Les traits dont Juvénal a flétri Messaline
Ont-ils fait reculer l’impudique Faustine,
Et tant d’autres Phrynés, dont les folles amours
Ont des maîtres du monde empoisonné les jours ?
Les Nérons sont-ils morts sous les traits de Tacite ?
Vingt fois chez les Romains le tyran ressuscite,
Avec ses favoris, ses lâches délateurs,
Tout ce cortége impur d’esclaves oppresseurs,
Qu’imposent, sous le feu des discordes civiles,
Des soldats révoltés à des sénats serviles ;
Et tous semblent jouir des immortels affronts
Que Tacite a d’avance imprimés sur leurs fronts.
Un Dieu se montre enfin. Sa parole est sublime.
Les vices suivront-ils les faux dieux dans l’abîme ?
Demande à saint Jérôme, à tous les saints docteurs,
Dont la plume a loué l’éloquence et les mœurs.
Ils prêchent vainement et la Cour et l’Église.
L’or, le faste, l’orgueil, que leur vertu méprise,
Dans l’Église et la Cour entrent de tout côté ;
Ils infectent le cloître, ils souillent la cité ;
Et, six cents ans après, saint Bernard les signale.
En d’immortels sermons sa colère s’exhale.
Les vices qu’il maudit sont sourds comme aujourd’hui.
L’apôtre disparaît et les laisse après lui.
Après d’aussi grands noms je n’ai plus qu’à me taire.

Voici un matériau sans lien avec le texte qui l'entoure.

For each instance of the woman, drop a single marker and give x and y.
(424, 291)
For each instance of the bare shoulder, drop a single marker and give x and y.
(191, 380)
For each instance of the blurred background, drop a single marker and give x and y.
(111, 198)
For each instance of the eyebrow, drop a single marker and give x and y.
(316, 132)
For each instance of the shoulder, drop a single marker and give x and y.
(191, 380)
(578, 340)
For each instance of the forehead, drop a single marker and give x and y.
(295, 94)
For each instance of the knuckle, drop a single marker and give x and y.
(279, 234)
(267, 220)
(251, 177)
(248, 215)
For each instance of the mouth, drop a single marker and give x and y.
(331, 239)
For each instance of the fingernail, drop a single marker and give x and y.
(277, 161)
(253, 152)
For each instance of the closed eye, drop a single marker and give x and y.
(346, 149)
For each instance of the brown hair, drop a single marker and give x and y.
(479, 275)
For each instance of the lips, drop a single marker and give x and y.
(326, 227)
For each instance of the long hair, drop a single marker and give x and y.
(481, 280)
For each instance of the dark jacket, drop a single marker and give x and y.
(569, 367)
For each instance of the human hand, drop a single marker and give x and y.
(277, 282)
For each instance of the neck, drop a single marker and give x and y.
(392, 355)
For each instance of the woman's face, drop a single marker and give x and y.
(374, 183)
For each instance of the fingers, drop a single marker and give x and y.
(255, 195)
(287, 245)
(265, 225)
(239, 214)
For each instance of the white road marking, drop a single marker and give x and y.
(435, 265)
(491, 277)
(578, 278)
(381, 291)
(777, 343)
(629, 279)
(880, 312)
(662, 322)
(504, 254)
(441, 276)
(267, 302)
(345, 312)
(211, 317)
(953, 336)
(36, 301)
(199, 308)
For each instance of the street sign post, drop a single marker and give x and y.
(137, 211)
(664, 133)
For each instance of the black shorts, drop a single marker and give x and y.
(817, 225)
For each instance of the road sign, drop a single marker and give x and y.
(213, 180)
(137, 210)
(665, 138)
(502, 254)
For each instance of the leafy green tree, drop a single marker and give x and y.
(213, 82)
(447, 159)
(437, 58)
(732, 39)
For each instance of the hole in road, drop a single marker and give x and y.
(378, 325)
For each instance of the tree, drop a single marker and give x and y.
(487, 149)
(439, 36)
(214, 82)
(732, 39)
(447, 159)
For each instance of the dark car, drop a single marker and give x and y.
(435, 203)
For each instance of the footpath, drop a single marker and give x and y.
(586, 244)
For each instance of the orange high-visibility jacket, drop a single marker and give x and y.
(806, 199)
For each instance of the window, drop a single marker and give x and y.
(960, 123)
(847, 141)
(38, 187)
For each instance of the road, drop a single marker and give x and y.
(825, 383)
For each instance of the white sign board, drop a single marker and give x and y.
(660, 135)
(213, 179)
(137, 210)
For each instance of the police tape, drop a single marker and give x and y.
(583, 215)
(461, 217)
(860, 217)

En dépit de nos vers, en dépit de la chaire,
Tels sont, depuis Adam, les fragiles humains.
Impatients des lois qui gênent leurs instincts,
Ivres de leur sagesse, aux conseils indociles,
Constants à se flatter, à se vaincre inhabiles,
Les hommes, vus de près, n’ont changé que d’habits ;
Et je les laisserai comme je les ai pris.